Japan -1.23%. Japan logs its first trade surplus in almost two years in June.
China -0.51%. The People’s Bank of China kept its one and five-year loan prime rates unchanged at 3.55% and 4.2% respectively.
Hong Kong +0.21%.
Australia +0.04%. Australia’s seasonally adjusted unemployment rate stood at 3.5% in June 2023, unchanged from a downwardly revised figure in May, remaining close to last October’s 50-year lows. and below market expectations of 3.6%.
India -0.04%.
Malaysia’s trade surplus increased to MYR 25.8 billion in June 2023 from MYR 23.2 billion in the same month a year earlier and coming more than market estimates of MYR 21.6 billion.
In the U.S. on Wednesday, all three major indexes ended higher as the second quarter earnings season picked up steam. The tech-heavy Nasdaq Composite fluctuated through the end and finally eked out gains of 0.03% to close at 14,358.02 points. The benchmark S&P 500 added 0.24% to end at 4,565.69 points. Meanwhile, the blue-chip Dow advanced 0.31% to finish at 35,060.81 points.
Coming up in the session: German PPI for June at 6:00 GMT and Eurozone current account balance for May at 8:00 GMT.
On Friday, we get final Japan inflation report for June before next week’s BOJ meeting at 7.30 pm ET.
Oil prices slipped in early Asian trade on Thursday on dollar strength, profit-taking after U.S. crude oil stocks fell less than expected. Brent futures dipped 14 cents, or 0.2%, to $79.32 a barrel by 0001 GMT, while U.S. West Texas Intermediate crude fell 15 cents to $75.20 a barrel.

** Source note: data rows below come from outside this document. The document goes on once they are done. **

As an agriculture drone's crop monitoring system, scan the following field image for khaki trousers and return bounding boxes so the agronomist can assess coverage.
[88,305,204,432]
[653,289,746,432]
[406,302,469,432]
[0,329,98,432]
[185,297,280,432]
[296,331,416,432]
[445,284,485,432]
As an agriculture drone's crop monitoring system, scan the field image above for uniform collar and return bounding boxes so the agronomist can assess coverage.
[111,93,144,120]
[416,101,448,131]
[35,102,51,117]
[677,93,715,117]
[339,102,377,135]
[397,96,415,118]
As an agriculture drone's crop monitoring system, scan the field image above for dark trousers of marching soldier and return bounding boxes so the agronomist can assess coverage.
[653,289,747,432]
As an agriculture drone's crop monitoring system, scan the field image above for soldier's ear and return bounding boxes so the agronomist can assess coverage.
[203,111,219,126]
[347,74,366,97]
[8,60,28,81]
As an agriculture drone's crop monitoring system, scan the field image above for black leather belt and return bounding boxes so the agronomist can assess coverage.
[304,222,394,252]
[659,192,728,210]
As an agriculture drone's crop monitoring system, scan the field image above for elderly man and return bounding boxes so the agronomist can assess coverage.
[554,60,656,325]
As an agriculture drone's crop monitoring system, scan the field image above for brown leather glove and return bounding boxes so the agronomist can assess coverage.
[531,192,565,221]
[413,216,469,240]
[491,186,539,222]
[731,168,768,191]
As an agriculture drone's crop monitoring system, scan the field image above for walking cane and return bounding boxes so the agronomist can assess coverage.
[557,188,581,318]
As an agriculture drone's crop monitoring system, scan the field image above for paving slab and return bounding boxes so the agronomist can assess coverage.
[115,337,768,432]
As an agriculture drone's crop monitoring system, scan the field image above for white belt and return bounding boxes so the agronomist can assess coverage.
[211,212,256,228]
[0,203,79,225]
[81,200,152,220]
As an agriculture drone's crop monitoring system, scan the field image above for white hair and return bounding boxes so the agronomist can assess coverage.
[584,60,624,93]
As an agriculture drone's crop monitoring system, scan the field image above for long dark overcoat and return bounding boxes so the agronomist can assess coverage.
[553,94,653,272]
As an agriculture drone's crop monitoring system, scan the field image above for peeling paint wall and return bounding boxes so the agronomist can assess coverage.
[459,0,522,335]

Gold rose above $1,980 an ounce on Thursday, hitting its strongest levels in two months as easing US inflation raised hopes that the Federal Reserve is close to the end of its current monetary policy tightening cycle.
Spot gold rose 0.4% to $1,984.29 per ounce by 0521 GMT, close to its highest since mid-May. U.S. gold futures were up 0.3% to $1,987.20.
Spot silver rose 0.2% to $25.21 per ounce, platinum was down 0.1% to $971.87 while palladium slipped 0.6% to $1,300.21.
Currencies: (JPY:USD), (CNY:USD), (AUD:USD), (INR:USD), (HKD:USD), (NZD:USD).
U.S. stock futures fell on Thursday as the latest quarterly results from key technology names disappointed the market: Dow -0.02%; S&P 500 -0.17%; Nasdaq -0.46%.